A typical PE deal is driven by value-creation during the hold period, which can mean any number of things, depending on the investment strategy of the acquiring firm. It can mean the PE firm working hand-in-hand with the portfolio company team, offering up its expertise and resources and building long-term value, or it can mean cost-cutting or even an executive shake-up.
With SPACs, although there can be an executive shake-up, the sponsoring entity typically goes into the deal with the view the target company has the right leadership and business plan in place.
Staying private
There are benefits to going the PE route, UHY LLP partner Dan Jones said.
Increasingly, PE firms are opting for long-term investments that are not just financial in nature. To support their agenda of exiting after reaching higher valuations, they consult their in-house expertise for strategic inputs and directions. That input can help ensure the company’s growth and positive financial performance.
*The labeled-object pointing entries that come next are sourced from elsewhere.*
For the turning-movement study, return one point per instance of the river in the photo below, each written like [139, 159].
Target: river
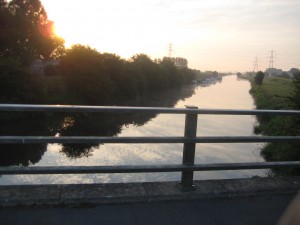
[230, 93]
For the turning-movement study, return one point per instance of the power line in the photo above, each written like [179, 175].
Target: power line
[171, 50]
[271, 63]
[255, 64]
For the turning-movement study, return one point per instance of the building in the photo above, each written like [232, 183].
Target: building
[179, 62]
[39, 66]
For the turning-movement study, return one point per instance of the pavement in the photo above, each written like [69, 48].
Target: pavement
[241, 201]
[258, 210]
What’s more, from a post-transaction control perspective, depending on the acquiring firm’s strategy, PE funding allows executives of the portfolio company to retain control of operations. The leadership team can continue to remain involved in the company’s day-to-day operations and decision-making. It also allows them to continue following their business strategy more readily.
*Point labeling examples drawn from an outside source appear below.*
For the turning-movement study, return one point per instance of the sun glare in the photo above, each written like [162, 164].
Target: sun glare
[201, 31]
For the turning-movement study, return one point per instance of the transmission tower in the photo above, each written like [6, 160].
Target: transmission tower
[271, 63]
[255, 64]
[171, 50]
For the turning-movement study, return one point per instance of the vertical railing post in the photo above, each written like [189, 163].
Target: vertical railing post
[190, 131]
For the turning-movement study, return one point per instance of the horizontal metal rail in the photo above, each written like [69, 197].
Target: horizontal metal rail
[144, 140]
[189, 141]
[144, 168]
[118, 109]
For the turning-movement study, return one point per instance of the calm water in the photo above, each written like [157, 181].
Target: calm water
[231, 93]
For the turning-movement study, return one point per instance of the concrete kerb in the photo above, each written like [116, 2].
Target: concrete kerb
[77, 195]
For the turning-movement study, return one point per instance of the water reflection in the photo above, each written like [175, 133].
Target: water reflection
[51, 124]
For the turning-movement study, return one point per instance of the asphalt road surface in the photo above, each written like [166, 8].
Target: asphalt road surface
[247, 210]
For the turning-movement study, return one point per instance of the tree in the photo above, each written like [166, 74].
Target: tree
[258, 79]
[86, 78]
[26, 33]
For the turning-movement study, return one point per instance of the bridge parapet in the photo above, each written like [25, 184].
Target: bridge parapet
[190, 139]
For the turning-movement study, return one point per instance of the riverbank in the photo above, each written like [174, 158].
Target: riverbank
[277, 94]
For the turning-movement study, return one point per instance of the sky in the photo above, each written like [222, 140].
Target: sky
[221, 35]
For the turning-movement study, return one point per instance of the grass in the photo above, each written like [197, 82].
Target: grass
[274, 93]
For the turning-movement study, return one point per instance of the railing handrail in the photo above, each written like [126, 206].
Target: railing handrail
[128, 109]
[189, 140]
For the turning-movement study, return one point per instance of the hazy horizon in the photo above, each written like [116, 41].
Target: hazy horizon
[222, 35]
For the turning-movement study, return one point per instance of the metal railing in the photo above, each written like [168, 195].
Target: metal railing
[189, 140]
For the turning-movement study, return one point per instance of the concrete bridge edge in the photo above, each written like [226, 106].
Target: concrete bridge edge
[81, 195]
“[Avoiding] stock markets limits a company’s exposure to intense capital-market competition, enabling it to follow its strategic plans without the constant pressure to perform well financially to maintain its stock prices,” he said.
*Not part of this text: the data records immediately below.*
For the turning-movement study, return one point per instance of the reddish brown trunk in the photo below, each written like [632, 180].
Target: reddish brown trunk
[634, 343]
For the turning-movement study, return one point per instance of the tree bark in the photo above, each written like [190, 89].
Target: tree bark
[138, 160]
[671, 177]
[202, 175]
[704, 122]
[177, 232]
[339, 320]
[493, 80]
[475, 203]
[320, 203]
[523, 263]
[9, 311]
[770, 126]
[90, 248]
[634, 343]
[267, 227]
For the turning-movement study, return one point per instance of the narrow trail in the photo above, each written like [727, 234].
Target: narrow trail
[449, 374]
Another benefit: reducing the post-IPO’s additional administrative and compliance workload. Most small and mid-sized companies struggle to comply with rigorous reporting, governance, and controls that public companies need to follow post-IPO. Consequently, “the PE route is gaining popularity among such companies for funding of long- and short-term plans,” he said.
That said, PE deals can have drawbacks; they're potentially less profitable for the leadership team than a traditional IPO or SPAC transaction, and there’s often a smaller pool of buyers.
Going public
Although the SPAC market has cooled a bit, it remains an option of intense interest among operating company executives.
The second quarter of 2021 saw 59 SPAC IPOs, down considerably from a record-shattering 299 in the first quarter, according to an EY report.
The drop stems, in part, from concerns released earlier in the year by the Securities and Exchange Commission (SEC) over accounting and disclosure issues, which has slowed SPAC approvals and led to some re-thinking by both sponsors and operating companies.
Nonetheless, the manifold benefits of merging with a SPAC remain:
- It allows access to public markets.
- It leaves the task of raising capital to the sponsor.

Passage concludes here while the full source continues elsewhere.